Poor Charlie’s Almanack: The Wit and Wisdom of Charles T. Munger, Expanded Third Edition by Peter D. Kaufman (Editor), Ed Wexler (Illustrator), Warren E. Buffett (Foreword), Charles T. Munger  (Author)

If you are not already familiar with Charlie Munger, I won’t do this book justice in a few sentences. Munger is best known as the vice chairman of Berkshire Hathaway and Warren Buffett’s long-time partner Wikipedia – Charlie Munger. He’s a brilliant man and legendary investor who has spent much of his adult life lecturing, hectoring, and pleading with people about improving their decision making and increasing their wisdom. Here’s a short clip with ten of his rules for success Munger’s 10 Rules.

Poor Charlie’s Almanack is modeled after Ben Franklin’s Poor Richard’s Almanac, and is a collection of Munger’s writing and speeches over the years. It is a big and expensive book and should take a lot of time to get through. It’s also a master class in investing, business, and self-improvement.

Poor Charlie’s Almanack


The Score Takes Care of Itself: My Philosophy of Leadership by Bill Walsh

Bill Walsh was a football guy who turned a laughingstock franchise into an NFL dynasty through applying the principles of leadership and team building shared in this book.

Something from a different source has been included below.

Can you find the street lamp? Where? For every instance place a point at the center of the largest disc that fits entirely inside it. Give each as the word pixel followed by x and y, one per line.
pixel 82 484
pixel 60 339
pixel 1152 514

The Score Takes Care of Itself

Measure What Matters: How Google, Bono, and the Gates Foundation Rock the World with OKRs by John Doerr

A successful venture capitalist explains a goal-setting principle developed at Intel in the 1970s that helped companies like Intel and Google dominate their competition. OKR’s stands for objectives and key results. Objectives are what you are trying to achieve, and key results are the specific and measurable actions you will take to accomplish them.

Measure What Matters


Seveneves by Neal Stephenson

You probably have to like sci-fi and long books to enjoy this one. It starts with the moon’s destruction and the steps the human race takes to evacuate the planet and survive in outer space. I’ve enjoyed other books by Stephenson, but was reluctant to dive into an 880 page novel. Bill Gates’s strong recommendation Gates Recommends Seveneves convinced me to take a look. I’m glad I did.


Stoner by John Williams

An American literature classic I had not heard of before last year, Stoner is a story about a farmer in the 1940’s who becomes an English professor. I know it couldn’t sound any more boring, but it was quite good.


I hope you enjoy something on this list.